Insurance Commissioner
State of California
45 Fremont Street
San Francisco, California 94105
Honorable Commissioner:
Pursuant to instructions, and under the authority granted under Part 2, Chapter 1, Article 4, Sections 730, 733, 736, and Article 6.5, Section 790.04 of the California Insurance Code; and Title 10, Chapter 5, Subchapter 7.5, Section 2695.3(a) of the California Code of Regulations, an examination was made of the claims practices and procedures in California of:
Capitol Bankers Life Insurance Company
NAIC #62421
Hereinafter referred to as the Company.
This report is made available for public inspection and is published on the California Department of Insurance web site (
www.insurance.ca.gov) pursuant to California Insurance Code section 12938.
SCOPE OF THE EXAMINATION
The examination covered the claims handling practices of the aforementioned Company during the period July 1, 1998 through June 30, 1999. The examination was made to discover, in general, if these and other operating procedures of the Company conform with the contractual obligations in the policy forms, to provisions of the California Insurance Code (CIC), the California Code of Regulations (CCR) and case law. This report contains only alleged violations of Section 790.03 and Title 10, California Code of Regulations, Section 2695 et al.
To accomplish the foregoing, the examination included:
1. A review of the guidelines, procedures, training plans and forms adopted by the Company for use in California including any documentation maintained by the Company in support of positions or interpretations of fair claims settlement practices.
2. A review of the application of such guidelines, procedures, and forms, by means of an examination of claims files and related records.
3. A review of consumer complaints received by the California Department of Insurance (CDI) in the most recent year prior to the start of the examination.
The examination was primarily conducted at the Company's claims office in Dallas, Texas.

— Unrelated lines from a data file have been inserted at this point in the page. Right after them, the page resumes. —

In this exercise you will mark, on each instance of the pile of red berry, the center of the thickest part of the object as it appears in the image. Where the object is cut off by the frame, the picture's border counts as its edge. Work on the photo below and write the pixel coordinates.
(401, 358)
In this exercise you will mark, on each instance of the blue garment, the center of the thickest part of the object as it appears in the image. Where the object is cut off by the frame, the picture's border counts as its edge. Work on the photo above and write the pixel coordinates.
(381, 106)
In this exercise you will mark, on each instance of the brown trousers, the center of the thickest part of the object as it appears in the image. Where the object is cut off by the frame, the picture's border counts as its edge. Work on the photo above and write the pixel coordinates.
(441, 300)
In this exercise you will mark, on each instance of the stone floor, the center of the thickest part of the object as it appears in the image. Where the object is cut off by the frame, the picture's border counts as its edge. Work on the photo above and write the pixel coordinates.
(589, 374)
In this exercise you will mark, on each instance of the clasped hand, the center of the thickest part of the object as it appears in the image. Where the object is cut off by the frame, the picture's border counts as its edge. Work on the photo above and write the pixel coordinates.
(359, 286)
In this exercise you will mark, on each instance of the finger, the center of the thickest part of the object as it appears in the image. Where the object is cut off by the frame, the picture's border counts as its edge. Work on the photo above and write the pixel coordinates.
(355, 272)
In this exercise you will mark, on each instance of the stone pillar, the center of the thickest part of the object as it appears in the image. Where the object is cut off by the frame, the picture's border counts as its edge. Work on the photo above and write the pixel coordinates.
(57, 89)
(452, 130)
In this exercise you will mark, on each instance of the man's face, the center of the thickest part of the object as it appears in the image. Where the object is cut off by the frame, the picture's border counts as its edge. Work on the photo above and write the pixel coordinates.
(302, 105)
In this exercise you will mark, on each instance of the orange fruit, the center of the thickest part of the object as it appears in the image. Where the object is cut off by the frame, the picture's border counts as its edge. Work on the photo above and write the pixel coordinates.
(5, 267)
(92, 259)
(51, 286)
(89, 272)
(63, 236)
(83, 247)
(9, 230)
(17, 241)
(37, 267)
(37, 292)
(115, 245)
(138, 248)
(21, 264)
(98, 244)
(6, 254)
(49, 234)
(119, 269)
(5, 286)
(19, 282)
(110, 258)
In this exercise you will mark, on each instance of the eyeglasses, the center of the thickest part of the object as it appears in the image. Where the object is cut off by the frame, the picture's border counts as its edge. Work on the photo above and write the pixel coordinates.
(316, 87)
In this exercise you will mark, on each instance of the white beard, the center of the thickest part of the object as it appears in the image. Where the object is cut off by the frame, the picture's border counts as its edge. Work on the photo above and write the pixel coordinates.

The report is written in a "report by exception" format. The report does not present a comprehensive overview of the subject insurer's practices. The report contains only a summary of pertinent information about the lines of business examined and details of the non-compliant or problematic activities or results that were discovered during the course of the examination along with the insurer's proposals for correcting the deficiencies. When a violation is discovered that results in an underpayment to the claimant, the insurer corrects the underpayment and the additional amount paid is identified as a recovery in this report. All unacceptable or non-compliant activities may not have been discovered, however, and failure to identify, comment on or criticize activities does not constitute acceptance of such activities.

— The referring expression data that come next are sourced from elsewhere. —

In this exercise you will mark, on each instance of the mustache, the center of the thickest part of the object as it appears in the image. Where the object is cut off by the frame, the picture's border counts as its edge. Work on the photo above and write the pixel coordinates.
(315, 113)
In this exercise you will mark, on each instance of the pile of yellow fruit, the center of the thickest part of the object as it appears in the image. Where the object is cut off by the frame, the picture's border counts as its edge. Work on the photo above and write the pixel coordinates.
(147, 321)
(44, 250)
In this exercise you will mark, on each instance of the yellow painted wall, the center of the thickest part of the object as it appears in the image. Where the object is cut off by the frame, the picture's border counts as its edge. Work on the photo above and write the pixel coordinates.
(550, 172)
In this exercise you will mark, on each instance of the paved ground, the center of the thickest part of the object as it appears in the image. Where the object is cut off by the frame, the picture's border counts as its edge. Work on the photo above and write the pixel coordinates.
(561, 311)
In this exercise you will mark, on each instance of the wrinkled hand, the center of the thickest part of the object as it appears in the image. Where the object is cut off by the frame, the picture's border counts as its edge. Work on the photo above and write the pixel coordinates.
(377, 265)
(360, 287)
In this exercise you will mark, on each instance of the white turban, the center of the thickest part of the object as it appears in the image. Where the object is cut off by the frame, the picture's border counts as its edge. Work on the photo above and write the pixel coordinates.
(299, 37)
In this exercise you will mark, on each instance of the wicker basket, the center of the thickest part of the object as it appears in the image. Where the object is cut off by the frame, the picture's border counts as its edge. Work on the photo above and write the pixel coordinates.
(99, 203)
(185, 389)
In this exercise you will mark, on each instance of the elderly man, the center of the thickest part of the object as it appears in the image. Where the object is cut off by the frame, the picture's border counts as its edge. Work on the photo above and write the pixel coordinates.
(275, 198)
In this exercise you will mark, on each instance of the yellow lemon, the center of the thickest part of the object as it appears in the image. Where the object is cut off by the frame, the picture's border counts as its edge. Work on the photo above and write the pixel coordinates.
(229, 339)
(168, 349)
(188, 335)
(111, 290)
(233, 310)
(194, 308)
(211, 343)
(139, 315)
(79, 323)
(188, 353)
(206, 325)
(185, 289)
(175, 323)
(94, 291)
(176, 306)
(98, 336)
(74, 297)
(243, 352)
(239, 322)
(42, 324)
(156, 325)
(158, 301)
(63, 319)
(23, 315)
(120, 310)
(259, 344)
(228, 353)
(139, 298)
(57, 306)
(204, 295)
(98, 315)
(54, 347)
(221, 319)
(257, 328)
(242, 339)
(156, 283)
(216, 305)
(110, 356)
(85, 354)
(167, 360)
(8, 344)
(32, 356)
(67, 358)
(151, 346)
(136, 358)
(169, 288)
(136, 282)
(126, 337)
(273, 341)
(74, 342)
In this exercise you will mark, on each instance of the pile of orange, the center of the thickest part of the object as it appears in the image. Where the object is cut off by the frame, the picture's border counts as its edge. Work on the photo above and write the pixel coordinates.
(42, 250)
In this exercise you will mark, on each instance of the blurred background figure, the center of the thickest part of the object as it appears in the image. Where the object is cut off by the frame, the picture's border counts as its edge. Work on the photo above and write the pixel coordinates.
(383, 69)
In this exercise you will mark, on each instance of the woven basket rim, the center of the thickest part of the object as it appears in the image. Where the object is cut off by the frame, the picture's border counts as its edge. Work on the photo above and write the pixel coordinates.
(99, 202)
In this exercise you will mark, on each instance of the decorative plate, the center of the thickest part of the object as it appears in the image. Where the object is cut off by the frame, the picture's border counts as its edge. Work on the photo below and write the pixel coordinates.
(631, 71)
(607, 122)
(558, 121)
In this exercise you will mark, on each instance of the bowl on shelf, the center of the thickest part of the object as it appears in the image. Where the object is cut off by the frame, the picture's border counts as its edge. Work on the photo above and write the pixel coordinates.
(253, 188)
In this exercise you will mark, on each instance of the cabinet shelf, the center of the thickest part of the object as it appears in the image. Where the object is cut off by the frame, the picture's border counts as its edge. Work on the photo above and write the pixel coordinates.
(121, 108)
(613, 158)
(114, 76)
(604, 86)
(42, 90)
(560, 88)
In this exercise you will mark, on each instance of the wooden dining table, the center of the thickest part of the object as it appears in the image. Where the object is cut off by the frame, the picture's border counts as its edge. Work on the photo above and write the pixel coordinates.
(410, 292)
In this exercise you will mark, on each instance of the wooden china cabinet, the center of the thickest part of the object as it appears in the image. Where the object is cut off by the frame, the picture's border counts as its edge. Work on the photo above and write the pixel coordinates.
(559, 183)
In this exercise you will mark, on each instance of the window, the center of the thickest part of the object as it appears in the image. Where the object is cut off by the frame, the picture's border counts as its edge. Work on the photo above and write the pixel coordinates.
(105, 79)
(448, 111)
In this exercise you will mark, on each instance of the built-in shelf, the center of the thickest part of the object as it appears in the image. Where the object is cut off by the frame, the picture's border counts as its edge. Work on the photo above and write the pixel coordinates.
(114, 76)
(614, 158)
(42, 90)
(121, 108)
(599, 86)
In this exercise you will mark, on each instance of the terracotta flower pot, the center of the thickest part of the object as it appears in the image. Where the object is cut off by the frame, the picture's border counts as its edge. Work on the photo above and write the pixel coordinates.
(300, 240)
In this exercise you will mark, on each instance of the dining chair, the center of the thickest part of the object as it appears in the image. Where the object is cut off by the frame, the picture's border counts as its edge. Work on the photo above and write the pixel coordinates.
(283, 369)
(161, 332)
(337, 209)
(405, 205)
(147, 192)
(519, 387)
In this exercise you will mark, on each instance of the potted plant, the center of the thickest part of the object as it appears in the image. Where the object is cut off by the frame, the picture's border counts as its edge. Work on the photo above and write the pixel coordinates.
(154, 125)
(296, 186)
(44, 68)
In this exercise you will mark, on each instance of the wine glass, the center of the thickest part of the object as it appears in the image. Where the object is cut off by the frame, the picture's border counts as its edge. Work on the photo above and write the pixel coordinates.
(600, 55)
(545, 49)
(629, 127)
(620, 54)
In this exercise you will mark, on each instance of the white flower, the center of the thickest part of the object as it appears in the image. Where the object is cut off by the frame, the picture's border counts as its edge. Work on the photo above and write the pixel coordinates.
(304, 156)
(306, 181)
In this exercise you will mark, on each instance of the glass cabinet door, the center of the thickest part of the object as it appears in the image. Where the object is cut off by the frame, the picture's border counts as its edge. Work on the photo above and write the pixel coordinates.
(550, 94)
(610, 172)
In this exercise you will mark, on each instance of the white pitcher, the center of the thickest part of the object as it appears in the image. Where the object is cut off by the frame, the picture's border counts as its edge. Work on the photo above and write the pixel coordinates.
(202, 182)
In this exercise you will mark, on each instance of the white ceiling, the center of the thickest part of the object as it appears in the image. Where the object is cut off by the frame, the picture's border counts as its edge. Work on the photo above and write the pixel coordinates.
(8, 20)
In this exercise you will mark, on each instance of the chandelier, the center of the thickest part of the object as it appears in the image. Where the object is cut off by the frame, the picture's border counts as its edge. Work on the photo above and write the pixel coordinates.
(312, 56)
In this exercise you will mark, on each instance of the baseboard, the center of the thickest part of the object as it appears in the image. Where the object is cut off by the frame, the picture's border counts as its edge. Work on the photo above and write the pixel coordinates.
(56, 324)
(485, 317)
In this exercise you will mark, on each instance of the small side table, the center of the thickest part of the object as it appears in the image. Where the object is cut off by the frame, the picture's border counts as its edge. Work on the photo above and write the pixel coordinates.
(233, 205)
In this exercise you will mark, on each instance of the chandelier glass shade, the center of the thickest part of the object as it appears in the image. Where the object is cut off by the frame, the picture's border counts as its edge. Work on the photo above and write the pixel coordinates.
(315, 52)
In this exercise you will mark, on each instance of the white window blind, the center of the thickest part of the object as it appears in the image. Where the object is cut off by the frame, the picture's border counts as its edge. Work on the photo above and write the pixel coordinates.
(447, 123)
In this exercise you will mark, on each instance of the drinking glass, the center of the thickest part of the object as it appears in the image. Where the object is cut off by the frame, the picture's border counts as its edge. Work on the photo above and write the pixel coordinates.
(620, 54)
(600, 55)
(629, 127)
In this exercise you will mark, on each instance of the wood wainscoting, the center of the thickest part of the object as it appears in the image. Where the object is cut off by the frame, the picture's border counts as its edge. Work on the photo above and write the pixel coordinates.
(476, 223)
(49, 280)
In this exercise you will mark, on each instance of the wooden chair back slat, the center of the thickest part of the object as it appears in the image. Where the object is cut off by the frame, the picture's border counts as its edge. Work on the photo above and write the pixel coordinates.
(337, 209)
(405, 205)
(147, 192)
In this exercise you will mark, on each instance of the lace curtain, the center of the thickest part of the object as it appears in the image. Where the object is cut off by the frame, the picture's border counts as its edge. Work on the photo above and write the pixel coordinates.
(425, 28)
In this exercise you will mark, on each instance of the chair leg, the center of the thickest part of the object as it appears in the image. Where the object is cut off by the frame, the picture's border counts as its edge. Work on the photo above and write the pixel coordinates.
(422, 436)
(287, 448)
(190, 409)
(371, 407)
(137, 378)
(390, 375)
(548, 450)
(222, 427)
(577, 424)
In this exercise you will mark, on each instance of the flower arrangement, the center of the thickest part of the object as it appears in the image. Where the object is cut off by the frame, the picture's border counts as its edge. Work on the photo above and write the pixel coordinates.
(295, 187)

The alleged violations identified in this report and any criticisms of practices have not undergone a formal administrative or judicial process.
CLAIM SAMPLE REVIEWED AND OVERVIEW OF FINDINGS
The examiners reviewed files drawn from the category of Closed Claims for the period July 1, 1998 through June 30, 1999, commonly referred to as the "review period". The examiners reviewed 4 Capitol Bankers Life Insurance Company files that were Term Life insurance and Universal Life insurance files. The examiners cited 3 claims handling violations of the Fair Claims Settlement Practices Regulations and/or the California Insurance Code Section 790.03 within the scope of this report.
SUMMARY OF CRITICISMS, INSURER
COMPLIANCE ACTIONS AND TOTAL RECOVERIES
The following is a brief summary of the criticisms that were developed during the course of this examination related to the violations alleged in this report. In response to each criticism, the Company is required to identify remedial or corrective action that has been or will be taken to correct the deficiency. Regardless of the remedial actions taken or proposed by the Company, it is the Company's obligation to ensure that compliance is achieved. There were no recoveries discovered within the scope of this report.
1. The Company failed to record claim data in the file. In one instance, the Company failed to record the date the Company received, date(s) the Company processed and date the Company transmitted or mailed every relevant document in the file. The Department alleges this act is in violation of CCR § 2695.3(b)(2).
Company Response: A Third Party Administration manual is currently in development and all administrative sites are required to properly document the file by using date stamps for all correspondence. Third Party Administrators have expanded electronic databases to incorporate dating claim documents. The project was completed at all sites June 2001. All Third Party Administrators were trained in the Fair Claims Settlement Practices Regulations.
2. The Company failed to provide thorough and adequate training regarding these regulations to all their claims agents. In one instance, the Company failed to provide thorough and adequate training regarding these regulations to all their claims agents. The Department alleges this act is in violation of CCR § 2695.6(b).
Company Response: All Third Party Administrators have been trained in the Fair Claims Settlement Practices Regulations.
3. The Company failed to maintain a copy of the certification required by CCR §2695.6(c) (1), (2) or (3) at the principal place of business. In one instance, the Company failed to maintain a copy of the certification required by § 2695.6 (b) (1), (2) or (3) at the principal place of business. The Department alleges this act is in violation of CCR § 2695.6(b)(4).
Company Response: All Third Party Administrators were trained in the Fair Claims Settlement Practices Regulations and the certifications are now on file at the Company's principal place of business.